Monday, February 18, 2013

Home Sweet Horror



            Toni Morrison’s 1987 novel Beloved recounts the true story of escaped slave Margaret Garner, who slit her baby daughter’s throat to save her from being recaptured into slavery. The main character in Beloved, Sethe, does the same, and is subsequently haunted by her murdered child’s spirit.
            There are two main settings in Beloved: 124 Bluestone Rd. is the house on the outskirts of Cincinnati, Ohio where Sethe escapes to; the other is Sweet Home, Kentucky, which is the plantation where she was a slave. These locations practically serve as characters in the novel, as they are continually personified, from the first line of the book: “124 was spiteful”(9). Each section begins this way, the second with, “124 was loud”(195), and the third with,“124 was quiet”(275). These moments serve as markers for the progression of the story, as well as the characters. This house, teeming with the spirits, leaves the place and its inhabitants in torment: it causes disturbances and overtakes the consciences of whoever enters. When her daughter Denver begs her to leave, Sethe says, “I got a tree on my back and a haint in my house…but…I will never run from another thing on this earth”(23). Is it that she really doesn’t want to move again, or that she fears being without the spirit, there to make sure she doesn’t forget her lost child?

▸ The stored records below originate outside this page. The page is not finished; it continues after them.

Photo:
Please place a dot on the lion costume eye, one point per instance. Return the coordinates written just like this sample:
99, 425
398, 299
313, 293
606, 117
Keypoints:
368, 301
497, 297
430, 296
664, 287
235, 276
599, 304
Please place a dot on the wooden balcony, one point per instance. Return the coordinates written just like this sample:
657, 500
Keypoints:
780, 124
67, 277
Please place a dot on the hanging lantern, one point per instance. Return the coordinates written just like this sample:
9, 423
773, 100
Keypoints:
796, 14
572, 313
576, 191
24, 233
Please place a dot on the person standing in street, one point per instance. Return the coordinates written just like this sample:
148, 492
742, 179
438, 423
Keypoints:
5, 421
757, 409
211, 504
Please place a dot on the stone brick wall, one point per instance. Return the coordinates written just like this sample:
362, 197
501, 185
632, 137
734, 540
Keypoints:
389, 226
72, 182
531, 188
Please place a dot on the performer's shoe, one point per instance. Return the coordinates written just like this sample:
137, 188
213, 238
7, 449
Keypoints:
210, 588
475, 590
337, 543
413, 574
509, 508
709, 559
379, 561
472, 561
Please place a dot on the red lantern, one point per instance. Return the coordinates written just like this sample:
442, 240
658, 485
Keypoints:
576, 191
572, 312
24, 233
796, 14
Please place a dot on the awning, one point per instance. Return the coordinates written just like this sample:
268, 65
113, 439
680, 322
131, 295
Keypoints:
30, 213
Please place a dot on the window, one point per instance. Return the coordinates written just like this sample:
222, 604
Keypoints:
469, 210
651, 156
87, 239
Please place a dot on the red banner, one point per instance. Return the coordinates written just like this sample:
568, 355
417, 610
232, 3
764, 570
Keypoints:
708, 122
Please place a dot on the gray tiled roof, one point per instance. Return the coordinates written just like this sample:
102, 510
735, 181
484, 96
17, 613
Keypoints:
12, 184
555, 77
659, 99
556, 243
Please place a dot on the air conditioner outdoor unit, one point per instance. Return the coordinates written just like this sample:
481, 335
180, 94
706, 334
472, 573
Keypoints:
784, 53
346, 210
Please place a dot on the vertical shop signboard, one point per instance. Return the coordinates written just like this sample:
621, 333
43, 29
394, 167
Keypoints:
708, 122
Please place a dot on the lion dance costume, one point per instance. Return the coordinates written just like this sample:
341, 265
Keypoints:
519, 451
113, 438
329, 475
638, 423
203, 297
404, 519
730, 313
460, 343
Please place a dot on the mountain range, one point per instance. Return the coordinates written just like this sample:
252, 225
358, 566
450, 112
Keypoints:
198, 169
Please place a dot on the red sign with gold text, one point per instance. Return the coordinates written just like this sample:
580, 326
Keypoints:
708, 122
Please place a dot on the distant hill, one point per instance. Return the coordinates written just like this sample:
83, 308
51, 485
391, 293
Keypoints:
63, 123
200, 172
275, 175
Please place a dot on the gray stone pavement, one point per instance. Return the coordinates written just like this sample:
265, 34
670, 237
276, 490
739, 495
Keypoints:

            While 124 Bluestone Rd. is described as the haunted house, Sweet Home is described in more pleasant terms than one would expect: “although there was not a leaf on that farm that did not make her want to scream, it rolled itself out before her in shameless beauty. It never looked as terrible as it was and it made her wonder if hell was a pretty place too” (13). Sethe’s marriage as a slave to her husband Halle she considers a blessing, one which she “could lean on, as though Sweet Home really was one” (33). It is odd—the picture Sethe paints of Sweet Home does not at first seem so awful. However, Sethe kills her own baby to keep her from going back there. It is this juxtaposition of the appearance with the reality that reveals a new facet of truth to this world. We as readers never anticipate that beneath “the most beautiful sycamores in the world” Sethe would get gang raped and whipped so badly with a cowhide she can no longer feel her back. For a moment we were under the illusion that perhaps things would be okay here, which makes Sethe’s nightmarish revelations all the more shocking, terrible and wrong.
            The characters of Mr. and Mrs. Garner represent a similar disparity. Mr. Garner boasts that "'at Sweet Home, my niggers is men every one of em. Bought em thataway, raised em thataway. Men every one'"(18).  He is proud of them, and allowed them “to buy a mother, choose a horse or a wife, handle guns, even learn reading if they wanted to” (125). However, beneath that surface, just like beneath the façade of Sweet Home’s beauty, the Garners were still slave owners. As Halle points out, he did let him buy his mother, but "she worked [t]here for ten years. If she worked another ten you think she would've made it out? I pay him or her last years and in return he got you, me and three more coming up"(226).
            These places, and the characters that occupy them, serve as a startlingly discrepant setting that in the end shows that—of this culture of which so many pictures have been painted—perhaps we will never know the truth.